In recent years, electronic health records (EHRs) and large healthcare integrated data repositories (IDRs) have had significant impacts on observational clinical research.13 Technologies for ‘big data’4 enable analyses that were previously technologically impossible.

Despite these promises, there are also challenges and barriers to using EHR data.5 Existing legal policies require ethical approval by an institutional review board (IRB) for every research analysis meant for publication. Existing policies specifically prevent broad research topics (eg, retrospective analysis of EHR data) and require separate IRB approval for each individual research analysis (eg, retrospective analysis of EHR data in diabetic patients taking rosiglitazone).6

To eliminate the requirement for individual IRB approval, we suggest a research framework that uses data of deceased patients and we refer to it as deceased subject integrated data repository (dsIDR). Such a repository, either local or federated, would enable limited research use of data by qualified researchers. In this perspective paper, we look at legal and research policies for decedents' EHR data. In our legal analysis, we focus on federal regulations and do not analyze situations which are modified by more stringent state laws.

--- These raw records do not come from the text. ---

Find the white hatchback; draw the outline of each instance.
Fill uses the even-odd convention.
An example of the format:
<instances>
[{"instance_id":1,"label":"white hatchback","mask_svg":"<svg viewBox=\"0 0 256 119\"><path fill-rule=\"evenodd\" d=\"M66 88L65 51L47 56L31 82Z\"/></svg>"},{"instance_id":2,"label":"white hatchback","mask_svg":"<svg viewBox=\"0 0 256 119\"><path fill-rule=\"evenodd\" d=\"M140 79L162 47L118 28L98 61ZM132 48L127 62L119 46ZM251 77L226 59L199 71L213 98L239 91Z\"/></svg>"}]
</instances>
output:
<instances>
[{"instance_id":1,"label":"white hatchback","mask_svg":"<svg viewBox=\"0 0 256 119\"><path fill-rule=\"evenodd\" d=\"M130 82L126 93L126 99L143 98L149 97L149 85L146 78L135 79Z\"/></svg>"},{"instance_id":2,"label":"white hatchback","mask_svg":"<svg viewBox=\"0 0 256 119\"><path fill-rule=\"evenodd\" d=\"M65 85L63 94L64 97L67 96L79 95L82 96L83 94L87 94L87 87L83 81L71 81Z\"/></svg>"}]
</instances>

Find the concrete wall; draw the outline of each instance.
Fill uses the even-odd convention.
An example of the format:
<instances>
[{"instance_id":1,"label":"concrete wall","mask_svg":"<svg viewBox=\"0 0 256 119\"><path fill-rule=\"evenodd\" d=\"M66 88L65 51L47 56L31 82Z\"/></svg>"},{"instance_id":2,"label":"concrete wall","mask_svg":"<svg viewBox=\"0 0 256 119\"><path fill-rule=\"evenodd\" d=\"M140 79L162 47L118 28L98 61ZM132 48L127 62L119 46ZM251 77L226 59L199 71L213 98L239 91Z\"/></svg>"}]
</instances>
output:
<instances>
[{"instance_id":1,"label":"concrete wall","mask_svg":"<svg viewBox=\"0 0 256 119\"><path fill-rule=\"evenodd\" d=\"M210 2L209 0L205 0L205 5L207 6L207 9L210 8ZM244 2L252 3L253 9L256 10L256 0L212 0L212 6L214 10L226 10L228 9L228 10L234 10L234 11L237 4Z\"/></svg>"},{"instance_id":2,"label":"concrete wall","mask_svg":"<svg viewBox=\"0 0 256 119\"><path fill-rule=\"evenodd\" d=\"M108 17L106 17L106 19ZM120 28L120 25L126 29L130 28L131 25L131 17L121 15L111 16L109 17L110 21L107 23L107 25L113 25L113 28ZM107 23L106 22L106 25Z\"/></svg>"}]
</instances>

Facilitating research access to EHR data

In principle, there are two approaches that enable research on EHR data without IRB review of each individual project. One approach is removal of protected health information (PHI) through de-identification.7 Examples of the de-identification approach are the Columbia University RedX platform8 or Vanderbilt University synthetic derivative platform.9 Research analyses using de-identified IDRs are considered non-human subject research and consequently do not require IRB review. Significant advantage of de-identified IDRs is the ability to analyze an entire patient population in a healthcare data warehouse (given proper infrastructure). However, their disadvantage is possible distortion of the data during de-identification,10 especially if unstructured data from clinical documents are included in such repositories.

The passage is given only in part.